Orlando Lajo, 54, takes medicine for multi-drug resistant tuberculosis at a homeless shelter in the Carabayllo District, in Lima, Peru, on July 14, 2016. His treatment, a multi-dose regimen, was administered by a community health-care worker with the non-profit organization Partners in Health (PIH). PIH also uses mobile clinics and video calls to improve treatment adherence.
TB patient Arturo Maldonado, 25, lies in bed at the Hospital Muñiz in Buenos Aires, Argentina, where he received treatment on January 11, 2019.
A child with tuberculosis and her mother wait for treatment at the Blue House Dispensary—run by the international humanitarian medical organization Médecins Sans Frontières/Doctors Without Borders—in Nairobi, Kenya.
Ramazi lives in Tbilisi, Georgia, with his wife, three young children, and a small menagerie of pets. After a bout of drug-resistant tuberculosis, he left his job and decided to enroll in a drug trial for BPal—a multi-drug treatment regimen. His treatment was difficult, but it managed his symptoms successfully and he is back at work.
Besek Gvelesiani was first diagnosed with drug-resistant TB in 2004 and 2009, and was incapacitated by the side effects of treatment. He was diagnosed yet again with highly drug-resistant TB at the same time that a clinical trial called ZeNix was recruiting patients in Tbilisi, Georgia, his home. After six months of treatment and minimal side effects, he is healthy and has returned to his everyday life.

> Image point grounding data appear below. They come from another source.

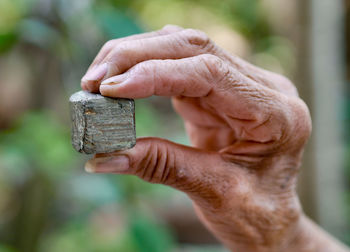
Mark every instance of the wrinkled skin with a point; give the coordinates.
(247, 126)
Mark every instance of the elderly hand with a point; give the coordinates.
(247, 126)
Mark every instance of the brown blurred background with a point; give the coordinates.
(48, 203)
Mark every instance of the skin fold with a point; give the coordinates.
(247, 126)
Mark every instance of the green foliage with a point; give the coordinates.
(4, 248)
(37, 139)
(150, 237)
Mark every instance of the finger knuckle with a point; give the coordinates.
(198, 39)
(145, 68)
(157, 166)
(216, 68)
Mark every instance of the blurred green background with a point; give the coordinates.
(47, 202)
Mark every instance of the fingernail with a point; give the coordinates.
(113, 164)
(115, 79)
(96, 73)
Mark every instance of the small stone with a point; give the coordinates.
(102, 124)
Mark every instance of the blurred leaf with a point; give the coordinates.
(7, 40)
(115, 23)
(38, 139)
(4, 248)
(150, 237)
(37, 32)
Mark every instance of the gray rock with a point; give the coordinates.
(101, 124)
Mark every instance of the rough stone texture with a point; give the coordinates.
(101, 124)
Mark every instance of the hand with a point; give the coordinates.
(247, 127)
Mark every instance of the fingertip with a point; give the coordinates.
(90, 166)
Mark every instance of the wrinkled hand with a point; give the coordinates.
(247, 126)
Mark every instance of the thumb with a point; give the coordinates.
(160, 161)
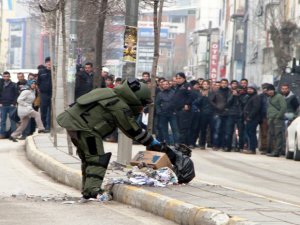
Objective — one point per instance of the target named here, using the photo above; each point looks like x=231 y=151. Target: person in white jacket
x=26 y=111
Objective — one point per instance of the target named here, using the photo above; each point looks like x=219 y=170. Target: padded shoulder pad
x=96 y=95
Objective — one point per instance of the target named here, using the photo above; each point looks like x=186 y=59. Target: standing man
x=44 y=83
x=22 y=82
x=84 y=80
x=219 y=100
x=8 y=99
x=181 y=103
x=145 y=77
x=263 y=122
x=275 y=114
x=103 y=76
x=291 y=102
x=252 y=116
x=166 y=113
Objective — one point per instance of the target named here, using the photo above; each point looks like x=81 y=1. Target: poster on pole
x=130 y=44
x=214 y=61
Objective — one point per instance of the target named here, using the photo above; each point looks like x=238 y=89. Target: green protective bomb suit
x=94 y=116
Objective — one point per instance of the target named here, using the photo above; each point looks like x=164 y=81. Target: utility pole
x=207 y=75
x=245 y=20
x=72 y=51
x=125 y=143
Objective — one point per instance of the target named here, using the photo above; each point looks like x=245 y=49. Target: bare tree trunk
x=64 y=64
x=54 y=76
x=157 y=17
x=99 y=41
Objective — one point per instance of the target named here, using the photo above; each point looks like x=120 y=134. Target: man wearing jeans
x=275 y=114
x=166 y=114
x=8 y=99
x=44 y=83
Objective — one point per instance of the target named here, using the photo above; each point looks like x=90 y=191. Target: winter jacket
x=83 y=83
x=252 y=107
x=205 y=104
x=263 y=105
x=163 y=102
x=182 y=97
x=25 y=101
x=9 y=93
x=219 y=100
x=276 y=107
x=44 y=81
x=292 y=103
x=234 y=105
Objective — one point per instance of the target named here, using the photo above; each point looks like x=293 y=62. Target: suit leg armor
x=94 y=164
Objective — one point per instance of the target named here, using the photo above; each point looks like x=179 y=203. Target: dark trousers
x=206 y=120
x=184 y=124
x=218 y=131
x=9 y=111
x=250 y=129
x=165 y=120
x=195 y=128
x=276 y=134
x=232 y=122
x=45 y=108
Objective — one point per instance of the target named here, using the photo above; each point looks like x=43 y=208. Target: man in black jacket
x=166 y=113
x=84 y=80
x=44 y=83
x=219 y=101
x=252 y=117
x=181 y=103
x=8 y=99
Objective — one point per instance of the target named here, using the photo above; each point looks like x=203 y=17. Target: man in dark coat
x=219 y=100
x=181 y=103
x=84 y=80
x=251 y=117
x=44 y=83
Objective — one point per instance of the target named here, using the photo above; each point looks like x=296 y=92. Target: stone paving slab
x=232 y=202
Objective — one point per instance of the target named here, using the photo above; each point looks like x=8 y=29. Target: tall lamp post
x=125 y=143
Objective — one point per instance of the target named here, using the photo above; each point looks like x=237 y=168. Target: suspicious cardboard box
x=152 y=159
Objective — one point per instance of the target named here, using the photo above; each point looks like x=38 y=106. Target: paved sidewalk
x=196 y=203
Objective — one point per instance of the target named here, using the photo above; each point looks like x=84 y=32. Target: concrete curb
x=52 y=167
x=169 y=208
x=172 y=209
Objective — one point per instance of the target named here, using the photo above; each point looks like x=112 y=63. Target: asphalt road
x=275 y=178
x=29 y=197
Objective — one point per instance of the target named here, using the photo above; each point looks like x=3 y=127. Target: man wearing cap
x=275 y=114
x=181 y=104
x=263 y=121
x=84 y=80
x=44 y=83
x=103 y=76
x=251 y=117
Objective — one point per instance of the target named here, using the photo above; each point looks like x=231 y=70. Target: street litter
x=68 y=202
x=147 y=176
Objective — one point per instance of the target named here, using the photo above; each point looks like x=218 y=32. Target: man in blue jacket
x=8 y=99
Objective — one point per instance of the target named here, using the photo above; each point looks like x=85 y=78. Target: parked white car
x=292 y=150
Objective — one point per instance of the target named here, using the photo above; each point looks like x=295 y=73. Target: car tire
x=297 y=151
x=288 y=154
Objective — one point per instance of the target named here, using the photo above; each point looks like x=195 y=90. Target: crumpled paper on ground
x=147 y=176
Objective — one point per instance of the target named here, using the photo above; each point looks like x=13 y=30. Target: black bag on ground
x=183 y=165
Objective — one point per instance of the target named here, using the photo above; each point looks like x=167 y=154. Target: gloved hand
x=155 y=142
x=155 y=145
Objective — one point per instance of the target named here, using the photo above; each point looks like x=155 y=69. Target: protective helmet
x=140 y=90
x=134 y=93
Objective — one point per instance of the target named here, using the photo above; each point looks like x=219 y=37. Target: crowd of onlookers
x=200 y=113
x=224 y=115
x=26 y=104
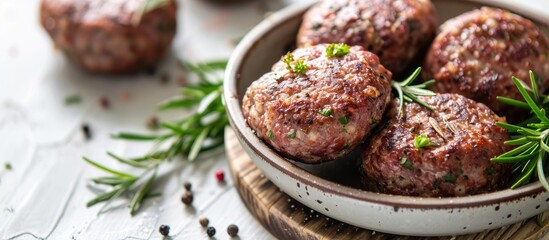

Francisco Verastegui, 56, receives his medicine for multi-drug resistant tuberculosis at El Progreso Health Centre in Lima, Peru, on July 14, 2016. His treatment was provided by Partners in Health.
Treating drug-resistant TB is particularly challenging and can take 20 to 30 months to complete. And patients often experience drug side effects, including nausea and vision issues. Even then, these complex and expensive treatments aren't very effective in the long term.
But researchers continue to seek new treatments that are shorter, more effective, and safer for patients. Recently, results from a TB Alliance clinical trial that treated 181 patients with highly-drug resistant TB in South Africa, Russia, Georgia, and Moldova, with two new drugs—bedaquiline (B) and pretomanid (Pa)—along with varying doses and durations of a third drug, linezolid (L), as part of a new treatment known as the BPaL, were encouraging and reported limited adverse side effects compared with traditional TB treatments. This month, another TB drug trial announced it has recruited patients from four continents.
EndTB, a partnership between Partners In Health (PIH), Doctors Without Borders, Interactive Research and Development, and UNITAID said that 750 patient volunteers from seven countries—Georgia, India, Kazakhstan, Lesotho, Pakistan, Peru, and South Africa—have enrolled in a phase 3 randomized controlled trial comparing five new treatment regimens for MDR-TB. They'll include two of three new TB drugs—bedaquiline and delamanid—in combination with existing oral TB drugs.